Today is a rest day and a back up day to visit Pikes Peak if yesterday had been poor weather. I thought about going again but got a dodgy Pho at local Vietnamese shop last night so have been resting and writing up this ride report.

One of the things I notice in Colorado is many riders without helmets. Doesn’t bother me but I wonder how they cope with the bugs. My visor is getting plastered with bugs and needs cleaning twice during day.

Another observation is I am literally the only person walking to the supermarket. Nobody here walks anywhere. Like Steve Martin in LA Story ha-ha.

And lastly cars that I used to consider large in Australia like say a Jeep Grand Cherokee here are tiny compared to all the enormous pick up trucks that everyone drives.

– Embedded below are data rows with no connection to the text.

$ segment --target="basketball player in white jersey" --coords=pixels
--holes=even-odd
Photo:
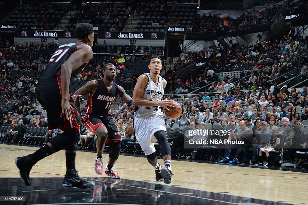
[[[169,111],[173,100],[161,100],[167,81],[159,76],[163,68],[161,59],[154,56],[149,60],[150,73],[140,76],[134,89],[133,98],[136,107],[134,112],[135,136],[148,157],[148,161],[155,170],[156,180],[171,183],[171,151],[166,136],[166,129],[161,107]],[[137,107],[137,106],[138,106]],[[158,141],[164,167],[157,162],[153,143]]]

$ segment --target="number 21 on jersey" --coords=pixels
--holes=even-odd
[[[150,99],[150,100],[150,100],[150,101],[152,101],[152,100],[151,100],[151,99]],[[158,101],[158,100],[156,100],[156,101]],[[153,106],[153,107],[152,107],[155,108],[155,109],[154,110],[154,111],[157,111],[158,110],[158,106]],[[150,106],[148,106],[148,107],[145,107],[145,109],[147,109],[147,110],[151,110],[151,107],[150,107]]]

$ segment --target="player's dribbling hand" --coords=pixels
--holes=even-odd
[[[71,107],[70,106],[69,102],[67,100],[62,100],[62,102],[61,102],[61,107],[62,107],[62,111],[61,112],[61,115],[60,115],[60,117],[61,118],[62,117],[66,117],[66,119],[68,120],[69,120],[71,123],[72,115],[71,113]],[[72,126],[71,127],[72,127]]]
[[[164,100],[159,101],[159,106],[160,107],[164,108],[167,111],[170,111],[168,109],[168,107],[173,107],[176,104],[174,103],[174,101],[173,100]]]
[[[73,100],[74,101],[74,102],[76,101],[76,99],[77,98],[80,98],[81,97],[81,95],[72,95],[71,97],[72,97]]]

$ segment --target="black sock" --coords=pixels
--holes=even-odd
[[[113,167],[113,166],[111,166],[111,165],[109,165],[109,164],[108,164],[107,165],[107,169],[108,170],[108,171],[110,171],[111,170],[111,169]]]
[[[51,155],[53,154],[53,153],[50,147],[48,145],[46,145],[37,150],[34,153],[29,155],[28,156],[32,158],[33,161],[31,162],[34,164],[43,158]]]
[[[75,167],[75,159],[76,157],[76,152],[65,152],[67,170],[70,169],[76,169]]]

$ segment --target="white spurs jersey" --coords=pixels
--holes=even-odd
[[[149,73],[143,74],[146,75],[149,79],[148,84],[144,88],[142,98],[148,100],[160,101],[164,95],[164,82],[163,78],[158,77],[158,81],[156,85],[152,80]],[[138,109],[135,111],[134,115],[136,117],[144,116],[152,116],[161,113],[159,106],[145,107],[138,106]],[[162,113],[161,113],[163,115]]]

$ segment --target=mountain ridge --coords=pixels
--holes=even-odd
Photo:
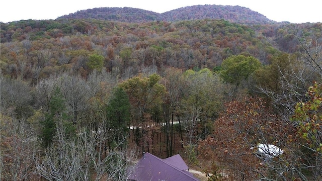
[[[138,8],[95,8],[77,11],[59,19],[94,19],[126,23],[155,21],[168,22],[184,20],[224,19],[242,24],[268,24],[276,23],[249,8],[239,6],[195,5],[158,13]]]

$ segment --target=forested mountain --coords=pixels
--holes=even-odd
[[[77,11],[58,19],[95,19],[128,23],[153,21],[168,22],[224,19],[245,24],[263,24],[275,22],[249,8],[238,6],[197,5],[181,8],[163,13],[132,8],[99,8]]]
[[[124,180],[147,151],[213,180],[322,180],[322,23],[232,10],[2,23],[1,179]]]

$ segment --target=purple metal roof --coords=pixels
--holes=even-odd
[[[187,170],[189,169],[185,161],[183,160],[180,154],[177,154],[169,158],[164,159],[165,162],[174,166],[180,170]]]
[[[177,156],[175,158],[178,158]],[[170,161],[174,160],[173,158],[170,159]],[[136,169],[134,173],[130,175],[128,179],[140,181],[199,180],[191,173],[181,170],[149,153],[144,153],[136,165]]]

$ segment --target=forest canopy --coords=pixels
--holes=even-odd
[[[322,23],[1,29],[5,179],[126,180],[147,151],[180,153],[214,180],[322,179]],[[259,156],[260,144],[285,151]]]

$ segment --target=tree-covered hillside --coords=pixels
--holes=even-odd
[[[183,7],[160,14],[132,8],[99,8],[79,11],[58,19],[95,19],[127,23],[209,19],[224,19],[230,22],[247,25],[275,23],[249,8],[214,5]]]

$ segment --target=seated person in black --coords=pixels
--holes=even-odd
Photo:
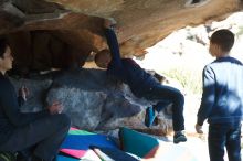
[[[39,112],[21,112],[15,89],[6,72],[12,68],[13,56],[6,40],[0,39],[0,151],[30,151],[18,161],[53,161],[65,139],[71,120],[61,114],[63,107],[54,103]],[[23,100],[27,88],[21,88]]]
[[[165,103],[172,103],[173,142],[179,143],[187,141],[183,132],[183,95],[173,87],[161,85],[134,60],[120,58],[119,45],[112,22],[108,20],[105,21],[104,28],[109,50],[101,51],[95,55],[95,63],[97,66],[107,68],[108,76],[127,84],[135,96],[158,101],[154,107],[149,107],[146,110],[146,126],[148,127],[152,124],[155,118],[151,116],[151,112],[148,111],[161,110],[161,105],[165,105]]]

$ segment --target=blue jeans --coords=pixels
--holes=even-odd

I am sure given the opportunity Aussies would buy just as many of these behemoths, these two countries share many things.

Thanks for taking a look at part one, part two will be posted as it unfolds.

8 Comments

  1. Hey Warren,
    I am so glad to see you on the road to recovery and doing a tour in the states.
    Sorry to hear about your troubles with your riding gear being lost while enroute from Japan to Oz.

    I have completed 4 motorcycle tours to date Northern Thailand, North East Vietnam, Luzon, Philippines, North West Vietnam. All the tours were 3 to 4 weeks duration. I leave for Vientiane, Laos in mid July 2023 on my 5th tour!
    Thank you for being an inspiration to me to do solo motorcycle touring.

    Cheers

    • Hi Brendon,

      Thanks for your kind words. Wow excellent riding you have done already.
      Laos is on my list to revisit. The weather was not good when I was there (I hope it is ok for you) but it is a very scenic country.

  2. What? Couldn’t get through Forest Gump, my favourite movie. You probably didn’t like Something about mary and Austin powers either, weirdo!! Lol
    Seriously though f#ckin fantastic photos of so many places grand canyon, zion and pikes peak. Bucket list items and I am so glad that you are ticking them off after the scare you’ve just had. Thes are on my bucket list but only a dream at the moment.
    Can’t wait for the next post.

    • Hi Steve,

      Austin Powers was funny, but yeah American comedy movies I rarely can sit through (and only look at them when stuck in a plane)

      The ride in USA continues well, some road closures but still riding some awesome curves here!

  3. Terrie Hudzietz

    Hello Warren. I am enjoying your write up as you travel your Colorado trip. So glad you are getting to see everything on your list to see. Please be safe…can’t wait to read about the rest of your trip. Just a note… I love my red Ford F-150 4 door 4 wheel drive pickup truck….LOL!

    • Hi Terrie,

      Thanks so much, the ride and the weather are continuing fabulously.
      Those big trucks are very popular, I’m sure would be in Australia too if easier to buy. Conversion to right hand drive makes them expensive import.

  4. Thanks for the great write up and photos Warren. The Canyon shots bring back some great memories. I carried my mtb across that thing and rode out the North Rim road which is beautiful in your photos but was a serious grind on the day for me!
    Zion is amazing and Colorado has me wanting to go back – a motorcycle tour this time though!